Schools across the country are struggling to ensure student attendance.
The best estimates suggest that more than one in four American students are chronically absent. This is double the rate in 2019, when absenteeism was already a serious problem.
School superintendents implored families on Facebook Live, sent field trips to students and even knocked on doors to encourage parents to bring their children to school each day.
The waste of these efforts would be comical if so much was at stake. School closures due to COVID-19 have unraveled more than 20 years of educational progress.
However, the situation is not hopeless. Most education commentators and school administrators preoccupied with the chronic absenteeism crisis are missing an important remedy: educational freedom.
>>> Expansion of school choice is slow
Unless a school model is tailored to the needs of each family, learning experiences that engage students beyond scrolling on a cell phone, and a strong school culture where attendance is not optional, students will not consistently come to school. Sho.
These can only be achieved if all families have the ability to choose the learning options that are best for their children.
When schools closed early in the pandemic and then reopened with a limp, they sent a message to parents that schools were no longer essential.
Is your child feeling a little unwell? Do they want to take a mental health day? Are they feeling a little slow this morning? Please stay home and try again tomorrow.
This cultural shift extends beyond schools. Church attendance remains below pre-pandemic levels. Companies are still struggling to get employees back to the office.
In the years since the pandemic, EdChoice research has consistently shown that about half of parents want to send their kids home from school at least one day a week.
But if schools cut back on their schedules to accommodate the wishes of these families, they still wouldn't be able to meet the needs of other schools that want a full week of in-person instruction.
Educational freedom is the only answer. Educators can design a mix of high-quality online, hybrid, and in-person learning options and let families choose the model that works best for them.
>>> The school choice revolution can help homeschoolers too
A new EdChoice survey found that nearly two-thirds of American teens think school is boring. More than one in five reported missing school due to lack of interest.
We can do better.
I lead an organization that uses virtual reality to provide immersive learning experiences. Students look forward to their history and science lessons when they can tour the Egyptian pyramids and learn about whale anatomy in 3D.
OptimaEd is expanding the states in which it offers education savings accounts. These accounts allow families to direct public education funds toward the option of their choice.

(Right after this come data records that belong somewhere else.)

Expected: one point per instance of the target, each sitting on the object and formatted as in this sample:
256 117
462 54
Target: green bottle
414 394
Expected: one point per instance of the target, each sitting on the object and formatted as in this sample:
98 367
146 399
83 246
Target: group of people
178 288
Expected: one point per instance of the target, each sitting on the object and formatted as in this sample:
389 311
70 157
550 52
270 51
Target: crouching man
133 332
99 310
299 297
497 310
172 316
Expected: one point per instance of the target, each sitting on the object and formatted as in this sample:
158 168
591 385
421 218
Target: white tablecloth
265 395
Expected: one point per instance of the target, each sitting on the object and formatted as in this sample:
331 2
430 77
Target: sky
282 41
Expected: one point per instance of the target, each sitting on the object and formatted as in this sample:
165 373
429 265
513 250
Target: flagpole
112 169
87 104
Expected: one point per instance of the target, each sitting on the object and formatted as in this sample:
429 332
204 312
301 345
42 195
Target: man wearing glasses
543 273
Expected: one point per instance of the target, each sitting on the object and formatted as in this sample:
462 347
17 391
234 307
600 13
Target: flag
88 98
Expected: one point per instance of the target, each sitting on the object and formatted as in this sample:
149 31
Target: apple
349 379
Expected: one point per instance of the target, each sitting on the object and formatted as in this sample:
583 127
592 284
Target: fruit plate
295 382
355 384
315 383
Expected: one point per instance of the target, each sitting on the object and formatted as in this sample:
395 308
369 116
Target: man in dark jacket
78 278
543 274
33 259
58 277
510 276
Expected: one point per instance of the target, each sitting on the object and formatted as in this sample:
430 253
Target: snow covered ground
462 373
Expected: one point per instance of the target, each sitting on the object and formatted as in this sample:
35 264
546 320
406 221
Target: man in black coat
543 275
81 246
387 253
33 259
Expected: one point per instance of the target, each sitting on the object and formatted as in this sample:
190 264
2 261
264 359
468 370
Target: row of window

When a family makes a positive decision to send their child to a particular school and a teacher makes a positive decision to work there, they are entering into a shared vision of how that school should operate. I agree. When leaders set expectations for students to attend, they can be confident that families will follow suit.
State leaders and superintendents can no longer force students to attend a one-size-fits-all system.
American schooling will never return to its pre-pandemic normal. Students and their families want more options. Let's put public education funding directly in the hands of parents and support the entrepreneurs who create great schools that parents trust and students actually want.